Anaconda is a distribution of Python and R for scientific computing that includes the conda package manager system which aids with reproducibility. You can read more about Anaconda on their website.
Anaconda is our actively supported Python distribution on both ARC3 and ARC4. For best performance, we recommend exploring using it within a container
To access the anaconda module use the command:
$ module load anaconda
This will make available the Conda package management tool, but it will not load any environment. You may wish to load and use the
base environment which has the default Python 3.7.4 and the Python packages made available in the Anaconda 2019.10 release.
To enter the
$ source activate base
This will adjust your prompt and add a prefix with the environments name surrounded by parentheses e.g. (base).
You can see the packages and versions available in the base environment:
$ conda list
You can exit an environment after use:
$ conda deactivate
To delete an environment (and all associated files) you no longer need:
$ conda remove --name my_env --all
To view all available environments:
$ conda env list
We recommend, however, that you do not use the base environment but create and activate custom environments built to the specifications you need for your projects.
What is a conda environment?#
Conda environments are a form of python virtual environments, a self contained directory that contains a particular version of python plus a number of specific python packages. Conda allows us to create and manage several of these separate environments at the same time.
Image Copyright © geohackweek
Each environments packages and installed python versions are isolated from one another preventing notorious package ‘dependency hell’ situations. Conda also allows us to share environment specifications through the creation of simple text files, aiding reproducibility.
Creating custom environments#
To create a new Python 3 environment with the Pandas, Numpy and Scipy libraries named example_env_1, use the command:
$ conda create --name example_env_1 python=3 numpy scipy pandas
Here we have used the
conda create command, we specify a name for our environment using the
--name/-n option and then the packages we want to be installed, and if we require specific versions we include that in the pattern
You’ll note that during the installation process that Conda will attempt to install the enviroment and it’s constituent packages in your home directory:
## Package Plan ## environment location: /home/home02/issev001/.conda/envs/example_env_1 To load this environment: source activate example_env_1 and to deactivate it after use: conda deactivate
At any time, you can list your Conda environments (whether in your home directory or elsewhere):
$ conda env list
First time .conda setup#
By default conda stores files relating to environments in the
.conda directory which lives in your home directory. This
.conda directory can often get quite large with all the different packages installed for different environments which can fill up a users home directory quota.

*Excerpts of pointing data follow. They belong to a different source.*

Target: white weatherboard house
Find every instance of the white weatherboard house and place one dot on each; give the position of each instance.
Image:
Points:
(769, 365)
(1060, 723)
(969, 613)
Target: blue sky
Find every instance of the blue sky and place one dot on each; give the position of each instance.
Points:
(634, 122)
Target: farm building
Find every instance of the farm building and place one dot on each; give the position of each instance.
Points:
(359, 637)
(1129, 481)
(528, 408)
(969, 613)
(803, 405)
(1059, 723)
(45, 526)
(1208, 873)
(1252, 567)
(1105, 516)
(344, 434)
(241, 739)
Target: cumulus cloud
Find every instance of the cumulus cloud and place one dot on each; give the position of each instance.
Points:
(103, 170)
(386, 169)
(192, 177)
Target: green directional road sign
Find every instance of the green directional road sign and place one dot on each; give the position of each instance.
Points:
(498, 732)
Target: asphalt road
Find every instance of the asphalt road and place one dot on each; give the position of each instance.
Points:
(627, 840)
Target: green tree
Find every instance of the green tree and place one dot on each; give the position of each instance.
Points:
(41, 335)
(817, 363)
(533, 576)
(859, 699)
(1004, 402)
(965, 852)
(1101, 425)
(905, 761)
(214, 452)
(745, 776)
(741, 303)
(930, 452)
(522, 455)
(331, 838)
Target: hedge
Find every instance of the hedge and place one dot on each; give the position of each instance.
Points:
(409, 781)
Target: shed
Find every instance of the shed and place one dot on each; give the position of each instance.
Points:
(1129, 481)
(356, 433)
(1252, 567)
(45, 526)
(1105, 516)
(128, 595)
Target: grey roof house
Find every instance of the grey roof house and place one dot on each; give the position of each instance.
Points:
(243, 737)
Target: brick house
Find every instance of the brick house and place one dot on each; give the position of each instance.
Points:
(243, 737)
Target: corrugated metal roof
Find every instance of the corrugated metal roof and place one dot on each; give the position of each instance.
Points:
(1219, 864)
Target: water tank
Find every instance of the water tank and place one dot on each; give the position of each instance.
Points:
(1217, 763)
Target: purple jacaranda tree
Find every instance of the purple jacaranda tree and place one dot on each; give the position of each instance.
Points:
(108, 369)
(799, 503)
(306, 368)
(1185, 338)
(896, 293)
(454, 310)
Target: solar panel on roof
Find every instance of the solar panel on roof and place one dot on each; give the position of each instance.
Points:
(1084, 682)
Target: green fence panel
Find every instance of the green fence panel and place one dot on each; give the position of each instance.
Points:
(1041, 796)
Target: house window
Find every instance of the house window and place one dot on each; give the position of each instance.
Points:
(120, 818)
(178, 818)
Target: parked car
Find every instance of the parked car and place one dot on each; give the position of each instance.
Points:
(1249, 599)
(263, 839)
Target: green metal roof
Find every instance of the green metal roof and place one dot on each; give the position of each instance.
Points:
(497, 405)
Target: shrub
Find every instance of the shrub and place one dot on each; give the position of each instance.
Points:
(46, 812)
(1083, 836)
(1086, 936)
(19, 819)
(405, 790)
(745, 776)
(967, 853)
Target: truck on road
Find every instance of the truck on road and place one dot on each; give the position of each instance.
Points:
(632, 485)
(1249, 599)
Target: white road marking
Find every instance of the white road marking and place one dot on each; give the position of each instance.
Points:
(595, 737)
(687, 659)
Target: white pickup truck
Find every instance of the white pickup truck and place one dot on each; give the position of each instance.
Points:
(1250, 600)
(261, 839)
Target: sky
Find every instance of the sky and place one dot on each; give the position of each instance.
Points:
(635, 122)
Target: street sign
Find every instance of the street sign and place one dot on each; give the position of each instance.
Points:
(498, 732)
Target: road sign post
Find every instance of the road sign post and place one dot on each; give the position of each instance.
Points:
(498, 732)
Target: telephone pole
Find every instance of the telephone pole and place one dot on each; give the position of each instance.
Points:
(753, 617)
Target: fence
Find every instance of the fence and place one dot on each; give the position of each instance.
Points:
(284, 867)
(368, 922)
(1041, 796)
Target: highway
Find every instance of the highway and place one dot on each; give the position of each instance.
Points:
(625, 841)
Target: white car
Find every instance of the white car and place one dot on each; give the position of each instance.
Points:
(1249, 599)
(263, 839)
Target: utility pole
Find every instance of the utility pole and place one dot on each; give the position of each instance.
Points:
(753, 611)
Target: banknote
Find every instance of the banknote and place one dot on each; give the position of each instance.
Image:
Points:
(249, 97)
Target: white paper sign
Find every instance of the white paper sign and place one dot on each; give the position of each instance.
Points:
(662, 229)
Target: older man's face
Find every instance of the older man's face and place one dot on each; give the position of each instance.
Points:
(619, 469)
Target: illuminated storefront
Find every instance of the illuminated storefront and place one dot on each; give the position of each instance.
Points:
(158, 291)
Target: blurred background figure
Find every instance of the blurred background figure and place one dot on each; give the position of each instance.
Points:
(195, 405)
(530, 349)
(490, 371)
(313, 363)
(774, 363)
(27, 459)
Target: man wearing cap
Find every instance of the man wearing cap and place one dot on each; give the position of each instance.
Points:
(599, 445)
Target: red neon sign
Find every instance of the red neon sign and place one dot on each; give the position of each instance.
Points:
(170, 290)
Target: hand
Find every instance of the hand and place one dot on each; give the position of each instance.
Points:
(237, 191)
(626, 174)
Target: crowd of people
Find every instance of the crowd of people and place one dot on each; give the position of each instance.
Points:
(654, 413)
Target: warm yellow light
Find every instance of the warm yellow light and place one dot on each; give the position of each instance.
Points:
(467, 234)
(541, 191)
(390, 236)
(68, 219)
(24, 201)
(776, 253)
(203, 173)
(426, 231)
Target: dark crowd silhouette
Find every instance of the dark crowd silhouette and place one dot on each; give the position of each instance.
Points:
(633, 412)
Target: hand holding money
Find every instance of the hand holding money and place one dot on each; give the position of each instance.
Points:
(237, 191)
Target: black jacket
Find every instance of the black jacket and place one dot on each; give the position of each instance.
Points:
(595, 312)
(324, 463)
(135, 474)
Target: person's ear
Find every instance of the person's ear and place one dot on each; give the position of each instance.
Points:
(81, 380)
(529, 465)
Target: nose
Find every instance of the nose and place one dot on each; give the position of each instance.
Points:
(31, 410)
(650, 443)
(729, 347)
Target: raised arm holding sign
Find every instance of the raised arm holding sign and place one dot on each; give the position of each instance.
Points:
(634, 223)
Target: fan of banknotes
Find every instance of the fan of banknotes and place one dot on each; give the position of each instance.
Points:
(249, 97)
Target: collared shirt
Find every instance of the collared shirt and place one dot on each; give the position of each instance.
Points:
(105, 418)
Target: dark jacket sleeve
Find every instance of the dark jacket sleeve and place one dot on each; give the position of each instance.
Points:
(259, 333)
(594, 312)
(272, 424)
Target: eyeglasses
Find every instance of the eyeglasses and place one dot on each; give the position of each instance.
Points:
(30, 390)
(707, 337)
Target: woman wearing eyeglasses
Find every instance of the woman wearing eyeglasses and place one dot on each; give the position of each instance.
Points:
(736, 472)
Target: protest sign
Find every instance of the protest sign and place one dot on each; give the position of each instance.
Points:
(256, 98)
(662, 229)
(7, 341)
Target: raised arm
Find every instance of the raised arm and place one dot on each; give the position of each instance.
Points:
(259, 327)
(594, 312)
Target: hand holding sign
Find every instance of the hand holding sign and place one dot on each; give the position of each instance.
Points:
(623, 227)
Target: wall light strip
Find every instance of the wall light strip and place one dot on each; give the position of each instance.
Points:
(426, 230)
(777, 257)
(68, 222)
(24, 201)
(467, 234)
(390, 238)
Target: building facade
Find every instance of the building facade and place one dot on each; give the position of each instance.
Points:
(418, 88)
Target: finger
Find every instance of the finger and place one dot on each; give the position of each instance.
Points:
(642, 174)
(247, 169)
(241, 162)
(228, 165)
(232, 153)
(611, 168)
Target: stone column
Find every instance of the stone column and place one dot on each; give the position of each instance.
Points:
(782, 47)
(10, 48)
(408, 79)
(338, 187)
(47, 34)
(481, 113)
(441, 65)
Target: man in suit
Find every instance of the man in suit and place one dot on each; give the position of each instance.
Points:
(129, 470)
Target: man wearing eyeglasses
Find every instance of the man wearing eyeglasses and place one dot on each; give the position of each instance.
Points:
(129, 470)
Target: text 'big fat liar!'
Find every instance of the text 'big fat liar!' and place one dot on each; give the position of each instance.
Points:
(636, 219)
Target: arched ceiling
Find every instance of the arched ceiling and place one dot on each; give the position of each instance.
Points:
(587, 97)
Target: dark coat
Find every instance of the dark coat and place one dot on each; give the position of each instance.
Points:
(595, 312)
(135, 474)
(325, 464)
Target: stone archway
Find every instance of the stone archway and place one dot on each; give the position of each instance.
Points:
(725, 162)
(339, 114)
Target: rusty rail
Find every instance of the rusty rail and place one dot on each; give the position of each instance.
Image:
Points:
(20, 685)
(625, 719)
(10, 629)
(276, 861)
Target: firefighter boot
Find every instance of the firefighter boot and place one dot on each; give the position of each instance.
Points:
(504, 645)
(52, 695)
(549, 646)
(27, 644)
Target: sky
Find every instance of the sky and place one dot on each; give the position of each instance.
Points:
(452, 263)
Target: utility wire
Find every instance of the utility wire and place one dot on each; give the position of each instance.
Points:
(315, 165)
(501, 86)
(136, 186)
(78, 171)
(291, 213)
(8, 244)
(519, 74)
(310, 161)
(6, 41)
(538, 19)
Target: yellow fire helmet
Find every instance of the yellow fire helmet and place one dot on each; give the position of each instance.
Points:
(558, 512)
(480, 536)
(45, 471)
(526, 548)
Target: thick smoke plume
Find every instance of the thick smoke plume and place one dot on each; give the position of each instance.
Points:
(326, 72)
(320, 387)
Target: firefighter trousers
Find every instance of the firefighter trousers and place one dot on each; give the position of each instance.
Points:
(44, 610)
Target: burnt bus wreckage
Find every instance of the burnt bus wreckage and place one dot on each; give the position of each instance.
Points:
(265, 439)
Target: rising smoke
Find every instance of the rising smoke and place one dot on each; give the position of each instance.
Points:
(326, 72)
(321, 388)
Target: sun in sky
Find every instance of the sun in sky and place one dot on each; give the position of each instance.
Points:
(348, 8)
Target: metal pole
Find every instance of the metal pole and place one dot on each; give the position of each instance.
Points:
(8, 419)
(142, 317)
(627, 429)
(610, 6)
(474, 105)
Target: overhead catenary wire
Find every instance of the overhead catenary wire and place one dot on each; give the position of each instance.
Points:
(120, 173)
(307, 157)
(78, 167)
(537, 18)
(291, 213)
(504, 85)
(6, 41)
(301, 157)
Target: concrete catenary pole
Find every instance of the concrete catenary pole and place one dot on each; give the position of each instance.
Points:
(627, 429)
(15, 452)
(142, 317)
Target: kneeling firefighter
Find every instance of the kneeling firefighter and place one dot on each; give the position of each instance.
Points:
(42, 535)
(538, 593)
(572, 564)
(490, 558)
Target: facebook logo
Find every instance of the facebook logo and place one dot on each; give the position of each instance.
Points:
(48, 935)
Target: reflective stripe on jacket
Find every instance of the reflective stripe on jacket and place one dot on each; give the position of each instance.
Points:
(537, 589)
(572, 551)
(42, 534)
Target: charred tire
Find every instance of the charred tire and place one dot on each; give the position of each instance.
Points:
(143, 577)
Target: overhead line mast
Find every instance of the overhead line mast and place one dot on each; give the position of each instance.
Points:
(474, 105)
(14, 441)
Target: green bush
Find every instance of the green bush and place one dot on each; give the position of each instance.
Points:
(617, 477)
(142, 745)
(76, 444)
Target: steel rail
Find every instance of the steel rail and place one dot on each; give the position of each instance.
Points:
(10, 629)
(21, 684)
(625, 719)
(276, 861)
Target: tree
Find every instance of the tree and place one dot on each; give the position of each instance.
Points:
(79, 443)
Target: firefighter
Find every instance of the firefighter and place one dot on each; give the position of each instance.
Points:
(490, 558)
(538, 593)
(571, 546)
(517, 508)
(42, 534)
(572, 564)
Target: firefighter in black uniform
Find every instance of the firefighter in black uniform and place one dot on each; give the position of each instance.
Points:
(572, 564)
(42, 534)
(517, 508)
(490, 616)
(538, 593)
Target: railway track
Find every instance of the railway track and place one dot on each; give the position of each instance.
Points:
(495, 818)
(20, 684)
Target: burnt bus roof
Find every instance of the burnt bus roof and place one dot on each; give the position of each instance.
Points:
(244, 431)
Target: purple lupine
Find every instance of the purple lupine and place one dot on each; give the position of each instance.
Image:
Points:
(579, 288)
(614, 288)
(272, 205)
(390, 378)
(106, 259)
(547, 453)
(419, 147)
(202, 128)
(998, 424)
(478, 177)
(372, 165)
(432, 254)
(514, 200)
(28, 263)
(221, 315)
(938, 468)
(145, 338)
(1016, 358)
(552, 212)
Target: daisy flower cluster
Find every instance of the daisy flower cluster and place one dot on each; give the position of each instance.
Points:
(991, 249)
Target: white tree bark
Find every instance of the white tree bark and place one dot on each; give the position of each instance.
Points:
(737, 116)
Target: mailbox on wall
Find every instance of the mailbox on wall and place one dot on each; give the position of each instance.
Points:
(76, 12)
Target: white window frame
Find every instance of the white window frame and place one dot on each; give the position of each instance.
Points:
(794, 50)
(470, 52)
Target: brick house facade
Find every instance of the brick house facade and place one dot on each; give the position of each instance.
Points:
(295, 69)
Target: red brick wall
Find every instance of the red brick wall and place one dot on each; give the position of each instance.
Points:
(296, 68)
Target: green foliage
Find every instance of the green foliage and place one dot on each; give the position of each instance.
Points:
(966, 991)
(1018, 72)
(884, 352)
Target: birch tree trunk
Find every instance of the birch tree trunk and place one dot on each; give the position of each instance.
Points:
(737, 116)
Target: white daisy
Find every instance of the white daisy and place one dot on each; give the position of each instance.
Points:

To avoid this you can use the following steps to move your
.conda directory to your /nobackup directory instead.
$ cd ~ # delete symlink, if already present $ rm -f .conda # create these directories if they don't already exist $ mkdir -p .conda /nobackup/$USER # move the .conda directory to your nobackup directory (here represented as $USER) $ mv ~/.conda /nobackup/$USER/ # create a symlink between your .conda directory you've just moved # back into your home directory $ ln -s /nobackup/$USER/.conda ~/.conda
For the full conda documentation please consult their website.
Conda provides packages via channels. Channels are hosted locations where packages are sorted and maintained. Packages you install are downloaded from these remote channels which are URLs to directories containing conda packages. The
conda command searches the channels you have configured for the packages you have requested and by default it searches the anaconda channel.
You can specify a channel to use in your
conda install command using the
--channel/-c option, for instance:
$ conda install -c conda-forge r
This install command will install the R language using the
You can also add channels to your conda configuration, so they are always searched whenever you attempt to install packages.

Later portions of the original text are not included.